Pitchford's statement, made to EDGE Magazine, talks about multiplayer being a tick box on a list of features a game should include, rather than letting it be created organically to better serve the game experience.
"Let’s forget about what the actual promise of a game is and whether it’s suited to a narrative or competitive experience. Take that off the table for a minute and just think about the concept-free feature list: campaign, co-op, how many players? How many guns? How long is the campaign?"
“When you boil it down to that, you take the ability to make good decisions out of the picture. And the reason they do it is because they notice that the biggest blockbusters offer a little bit for every kind of consumer. You have people that want co-op and competitive, and players who want to immerse themselves in deep fiction. But the concept has to speak to that automatically; it can’t be forced. That’s the problem."

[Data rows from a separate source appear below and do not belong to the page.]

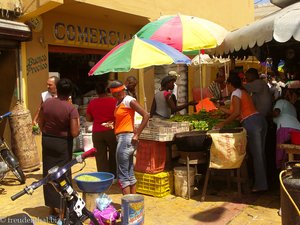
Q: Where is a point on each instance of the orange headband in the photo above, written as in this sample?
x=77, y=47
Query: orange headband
x=117, y=89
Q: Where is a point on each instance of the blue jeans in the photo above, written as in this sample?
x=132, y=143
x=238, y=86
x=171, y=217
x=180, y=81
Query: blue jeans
x=256, y=127
x=124, y=158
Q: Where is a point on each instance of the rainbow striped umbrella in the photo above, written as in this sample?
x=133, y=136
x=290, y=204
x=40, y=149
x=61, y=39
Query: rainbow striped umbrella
x=185, y=33
x=138, y=53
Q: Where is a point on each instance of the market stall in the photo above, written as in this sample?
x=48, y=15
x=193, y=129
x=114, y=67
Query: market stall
x=188, y=135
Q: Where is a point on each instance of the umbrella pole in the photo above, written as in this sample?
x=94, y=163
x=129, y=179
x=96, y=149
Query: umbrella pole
x=142, y=89
x=200, y=73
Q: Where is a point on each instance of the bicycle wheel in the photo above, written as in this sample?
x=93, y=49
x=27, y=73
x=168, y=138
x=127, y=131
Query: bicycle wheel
x=17, y=171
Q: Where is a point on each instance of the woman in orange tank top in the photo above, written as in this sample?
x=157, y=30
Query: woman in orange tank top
x=242, y=108
x=127, y=135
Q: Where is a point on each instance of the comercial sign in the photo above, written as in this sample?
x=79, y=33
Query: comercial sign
x=85, y=35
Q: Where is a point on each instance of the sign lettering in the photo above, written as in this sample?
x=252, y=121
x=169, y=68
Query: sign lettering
x=88, y=35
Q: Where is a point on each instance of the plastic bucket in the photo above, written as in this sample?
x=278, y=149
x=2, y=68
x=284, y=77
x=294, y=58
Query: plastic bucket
x=180, y=181
x=87, y=141
x=132, y=209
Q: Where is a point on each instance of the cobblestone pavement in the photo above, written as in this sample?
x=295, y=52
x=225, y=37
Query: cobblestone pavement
x=221, y=206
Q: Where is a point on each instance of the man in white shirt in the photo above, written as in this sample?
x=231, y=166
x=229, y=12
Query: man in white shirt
x=50, y=93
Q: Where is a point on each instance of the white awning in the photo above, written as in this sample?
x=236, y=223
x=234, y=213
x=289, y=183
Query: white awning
x=281, y=26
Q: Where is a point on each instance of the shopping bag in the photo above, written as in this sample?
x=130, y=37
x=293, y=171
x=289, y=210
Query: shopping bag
x=228, y=149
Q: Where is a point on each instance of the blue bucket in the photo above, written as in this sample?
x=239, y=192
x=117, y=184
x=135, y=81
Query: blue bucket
x=132, y=209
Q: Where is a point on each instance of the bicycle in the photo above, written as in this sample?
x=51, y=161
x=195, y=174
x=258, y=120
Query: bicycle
x=73, y=209
x=8, y=159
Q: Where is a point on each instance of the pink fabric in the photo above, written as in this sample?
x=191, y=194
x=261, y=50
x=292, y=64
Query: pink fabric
x=282, y=136
x=173, y=39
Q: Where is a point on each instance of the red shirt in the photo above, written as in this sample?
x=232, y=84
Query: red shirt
x=102, y=111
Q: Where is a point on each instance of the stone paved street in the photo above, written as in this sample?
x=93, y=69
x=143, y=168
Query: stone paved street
x=221, y=206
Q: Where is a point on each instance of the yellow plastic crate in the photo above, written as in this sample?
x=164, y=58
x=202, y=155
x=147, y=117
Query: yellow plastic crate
x=157, y=185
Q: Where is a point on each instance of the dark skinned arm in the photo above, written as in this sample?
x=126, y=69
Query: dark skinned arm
x=236, y=103
x=139, y=109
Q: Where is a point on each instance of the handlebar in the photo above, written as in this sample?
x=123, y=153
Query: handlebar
x=54, y=175
x=18, y=195
x=5, y=115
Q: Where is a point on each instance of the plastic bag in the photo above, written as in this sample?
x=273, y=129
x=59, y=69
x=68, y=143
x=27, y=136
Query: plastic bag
x=106, y=217
x=228, y=149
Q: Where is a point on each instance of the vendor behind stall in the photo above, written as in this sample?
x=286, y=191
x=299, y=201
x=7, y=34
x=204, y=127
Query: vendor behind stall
x=163, y=105
x=242, y=107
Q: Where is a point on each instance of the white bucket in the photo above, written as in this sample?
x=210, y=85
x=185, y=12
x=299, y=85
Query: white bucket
x=180, y=180
x=87, y=141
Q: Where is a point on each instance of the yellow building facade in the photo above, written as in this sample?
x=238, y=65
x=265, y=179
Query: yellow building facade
x=93, y=27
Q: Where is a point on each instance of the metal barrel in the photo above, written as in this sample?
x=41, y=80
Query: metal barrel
x=22, y=140
x=132, y=209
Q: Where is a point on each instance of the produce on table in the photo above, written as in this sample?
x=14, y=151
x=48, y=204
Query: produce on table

“They’re wrong, of course. What they should do instead is say that they’re comfortable with the ceiling, and get as close to the ceiling as possible. Put in whatever investment’s required to focus it on what the promise is all about."
Pitchford used Dead Space 2 as the prime example. The original featured a great single player experience that was rich with story and had great gameplay. When the sequel was released and the developers included a multiplayer option - it was clear it didn't compliment the series.
The decision to include the feature was made to generate more sales for the title, but Pitchford talks about lowering expectations, rather than try to compete with games like Black Ops that break $1 billion in sales.
“It’s ceiling-limited; it’ll never do 20 million units. The best imaginable is a peak of four or five million units if everything works perfectly in your favour. So the bean counters go: ‘How do I get a higher ceiling?’ And they look at games that have multiplayer."
“They’re wrong, of course. What they should do instead is say that they’re comfortable with the ceiling, and get as close to the ceiling as possible. Put in whatever investment’s required to focus it on what the promise is all about.”
Randy Pitchford's statement isn't wrong at all. Some sequels have featured a multiplayer option that wasn't entirely suitable to the experience, including a series like BioShock, which could be used as another example. The original had an incredible single player experience that was highly focused. The sequel's multiplayer didn't just feel like a tacked on addition - it felt at odds with the game.
Strong single player games can still be hugely successful and fun. Games like Batman: Arkham City have opted not to include multiplayer in order to create a much stronger single player experience and look to be much better off. Whether or not publishers will take Pitchford's advice is going to be another matter entirely.